"Perhaps not white, but white enough"
July 19, 2014 8:46 AM   Subscribe

 
This article is fascinating!

And Jesse Routté was a brilliant badass:
At a fancy restaurant he asked the staff what would happen if a "Negro gentleman comes in here and sits down to eat." The reply: "No negro would dare to come in here to eat."

"I just stroked my chin and ordered my dessert," he said.
posted by Blue Jello Elf at 9:00 AM on July 19, 2014 [9 favorites]


At a fancy restaurant he asked the staff what would happen if a "Negro gentleman comes in here and sits down to eat." The reply: "No negro would dare to come in here to eat."

"I just stroked my chin and ordered my dessert," he said.

[...]

"He didn't change his color. He just changed his costume, and they treated him like a human," says Luther Routté, who has been a Lutheran pastor for 25 years. It "shows you the kind of myopia that accompanies the whole premise of apartheid or segregation."

posted by scody at 9:00 AM on July 19, 2014 [4 favorites]


(heh, jinx!)
posted by scody at 9:00 AM on July 19, 2014 [2 favorites]


Thank God for that opening paragraph, otherwise I'm not sure I could relate to this story.
posted by phaedon at 9:05 AM on July 19, 2014 [3 favorites]


A very interesting bit of history. Nice!
posted by Renoroc at 9:11 AM on July 19, 2014


Great article, and fascinating story.

And it doesn't have anything to do with the point of the article, but I can't help being really confused by this sentence:

Freek Kinkelaar, who runs Korla Pandit's website, had never met Pandit, who died a few months before Kinkelaar was able to get in touch with him.

At first I just rolled right through it, but then I had to back up and go, wait, what? He never got in touch with Pandit. Pandit was dead. So what event happened a few months after Pandit's death that the writer describes as "Kinkelaar was able to get in touch with him"?

It's not important, but I'm very confused by it.
posted by Naberius at 9:14 AM on July 19, 2014 [2 favorites]


A literal application of the slang term, "incognegro".
posted by fuse theorem at 9:17 AM on July 19, 2014 [10 favorites]

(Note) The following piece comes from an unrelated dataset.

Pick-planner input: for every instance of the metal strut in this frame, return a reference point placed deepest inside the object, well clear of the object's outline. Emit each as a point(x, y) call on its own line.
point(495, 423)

The invention of the internet was a great boon for us.
posted by infini at 9:18 AM on July 19, 2014


Naberius, the sentence is awkwardly phrased, but I'm almost certain it's supposed to mean "Pandit died a few months before Kinkelaar could get in touch with him".
posted by Ndwright at 9:34 AM on July 19, 2014 [1 favorite]


Naberius, it's a bit awkward, but the graf is simply there to introduce Kinkelaar as a speaker for the story. I take it as he was working toward getting in touch or finding contact information at the time of the man's death.

Somewhat related is the phenomenon of colorism among African-Americans, and the category of "high yellow", meaning a very light complexion -- which conferred superior social status. At the furthest end of this, of course, was "passing" or being able to be recognized as white (or at least unrecognized as black), especially by moving to another community where your background was obscured.
posted by dhartung at 9:41 AM on July 19, 2014 [1 favorite]


When you stayed home from school in the 'fifties, the only things on TV were soap operas and Korla Pandit.
posted by Repack Rider at 9:44 AM on July 19, 2014 [1 favorite]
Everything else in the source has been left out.